Escrito por Olivier Nakache e Eric Toledano (que também dirigem o longa-metragem), a história gira em torno de Driss, um jovem que acabou de sair da prisão e busca um seguro desemprego para que possa viver sem depender das custas de sua tia que o mandou para fora de casa. Nesse caminho, Driss conhece Philippe, um milionário que precisa de cuidados especiais por ter se acidentado durante uma experiência com uma asa-delta e ter ficado tetraplégico. Mesmo que seja uma parceria impensável, um gosta de Earth, Wind & Fire enquanto o outro de Chopin, os dois acabam desenvolvendo uma riquíssima e desejável amizade – deste modo, ambos encontram um complemento para suas tristes vidas até então.
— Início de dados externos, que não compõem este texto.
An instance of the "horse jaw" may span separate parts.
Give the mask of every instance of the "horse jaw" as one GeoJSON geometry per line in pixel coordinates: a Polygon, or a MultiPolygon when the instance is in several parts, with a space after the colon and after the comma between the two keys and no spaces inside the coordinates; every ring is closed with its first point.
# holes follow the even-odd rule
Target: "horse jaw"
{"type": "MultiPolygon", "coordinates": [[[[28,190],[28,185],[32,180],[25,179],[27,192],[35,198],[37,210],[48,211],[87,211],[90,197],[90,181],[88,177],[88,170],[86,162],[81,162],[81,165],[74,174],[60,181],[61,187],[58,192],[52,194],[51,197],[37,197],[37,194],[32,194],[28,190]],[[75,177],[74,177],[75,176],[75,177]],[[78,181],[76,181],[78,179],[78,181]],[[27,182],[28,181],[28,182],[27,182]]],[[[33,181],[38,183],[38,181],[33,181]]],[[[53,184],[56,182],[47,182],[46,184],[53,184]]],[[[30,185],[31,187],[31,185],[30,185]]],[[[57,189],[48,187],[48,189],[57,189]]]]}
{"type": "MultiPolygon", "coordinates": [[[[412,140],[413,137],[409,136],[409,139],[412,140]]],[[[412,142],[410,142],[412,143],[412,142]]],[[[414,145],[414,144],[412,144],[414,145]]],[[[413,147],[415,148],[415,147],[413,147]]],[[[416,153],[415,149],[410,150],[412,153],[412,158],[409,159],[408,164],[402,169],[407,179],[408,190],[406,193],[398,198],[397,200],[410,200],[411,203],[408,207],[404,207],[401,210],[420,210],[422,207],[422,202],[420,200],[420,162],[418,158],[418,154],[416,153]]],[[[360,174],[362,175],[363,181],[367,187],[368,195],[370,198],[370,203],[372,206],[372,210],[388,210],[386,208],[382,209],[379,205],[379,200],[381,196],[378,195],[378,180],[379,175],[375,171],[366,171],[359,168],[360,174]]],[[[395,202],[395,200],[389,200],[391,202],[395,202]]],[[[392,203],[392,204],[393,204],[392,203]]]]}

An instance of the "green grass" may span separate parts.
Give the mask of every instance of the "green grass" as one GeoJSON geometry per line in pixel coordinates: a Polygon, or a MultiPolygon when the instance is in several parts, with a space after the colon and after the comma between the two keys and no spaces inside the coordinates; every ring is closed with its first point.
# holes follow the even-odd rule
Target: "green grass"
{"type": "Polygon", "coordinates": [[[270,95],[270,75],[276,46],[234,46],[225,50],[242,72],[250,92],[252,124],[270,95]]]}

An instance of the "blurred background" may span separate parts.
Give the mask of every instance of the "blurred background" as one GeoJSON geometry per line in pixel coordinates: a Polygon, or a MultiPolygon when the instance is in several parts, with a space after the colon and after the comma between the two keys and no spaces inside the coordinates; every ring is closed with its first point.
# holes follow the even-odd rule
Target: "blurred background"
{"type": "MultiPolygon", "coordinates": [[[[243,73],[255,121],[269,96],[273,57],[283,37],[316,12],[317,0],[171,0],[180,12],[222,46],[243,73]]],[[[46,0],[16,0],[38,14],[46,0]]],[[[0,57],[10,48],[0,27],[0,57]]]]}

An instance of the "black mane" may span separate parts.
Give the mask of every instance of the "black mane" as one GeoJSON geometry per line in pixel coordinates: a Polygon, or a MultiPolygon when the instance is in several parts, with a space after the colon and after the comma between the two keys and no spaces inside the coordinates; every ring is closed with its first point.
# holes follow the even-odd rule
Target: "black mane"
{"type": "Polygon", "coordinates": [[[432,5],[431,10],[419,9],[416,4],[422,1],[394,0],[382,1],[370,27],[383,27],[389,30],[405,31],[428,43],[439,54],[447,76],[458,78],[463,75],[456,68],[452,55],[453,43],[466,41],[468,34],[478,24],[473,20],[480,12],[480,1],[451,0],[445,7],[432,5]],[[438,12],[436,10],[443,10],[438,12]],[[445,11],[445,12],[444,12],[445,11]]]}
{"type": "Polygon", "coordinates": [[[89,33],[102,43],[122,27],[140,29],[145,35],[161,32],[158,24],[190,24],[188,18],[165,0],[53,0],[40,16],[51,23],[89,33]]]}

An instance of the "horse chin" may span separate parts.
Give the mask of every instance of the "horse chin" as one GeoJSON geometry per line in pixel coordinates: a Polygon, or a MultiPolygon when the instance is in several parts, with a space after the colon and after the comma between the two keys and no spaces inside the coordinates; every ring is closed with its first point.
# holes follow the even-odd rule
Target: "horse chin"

Guiado pelos jovens Nakache e Toledano, Intocáveis surpreende por nunca perder o ritmo que alcança desde o primeiro minuto e tornar seus dois protagonistas como pessoas que queremos ter um vínculo a mais, permitindo que nos importemos com o destino de cada um deles. Ao mesmo tempo, os dois diretores são extremamente eficientes na maioria dos diálogos que produzem, alternando momentos inspirados dramaticamente (como quando o personagem de Omar Sy imediatamente se desloca até o aposento de Philippe para ajudá-lo em um momento de dor psicológica, mostrando uma humanidade que até então não havíamos visto) com períodos em que a graça acaba se tornando o melhor remédio para se lidar com certas situações.

E, certamente, isso não seria possível sem um timing e carisma impressionante dos dois atores principais, François Cluzet e Omar Sy, que desenvolvem cada personagem de forma incrivelmente natural. Se o primeiro transparece a dor da solidão que sente diariamente e encontra em Driss a figura presente que tanto necessitava; o segundo consegue transmitir de forma certeira esse modelo de libertinagem e respeito que o filme requer dele. Não à toa, Sy acerta em todos os seus momentos no filme – desde as situações mais cômicas em que tenta convencer Magalie a ir para a cama com ele, passando pelo aniversário de Philippe (“Tom & Jerry!”), até culminar na minha cena favorita do longa (a que os dois cantam September no carro enquanto os policiais conduzem os dois até o hospital).


Conseguindo não apenas criar gags visuais eficientes, como também usando o politicamente incorreto sempre de forma competente, Intocáveis acaba sendo uma inspirada e surpreendente comédia dramática. E quando nos deparamos com Driss ainda dando uma última ajuda para um receoso Philippe em determinado momento da narrativa, vemos que assim como o personagem de Cluzet não queremos abandonar todos aqueles momentos que passamos juntos, mas sempre os teremos na memória quando quisermos os revisitar.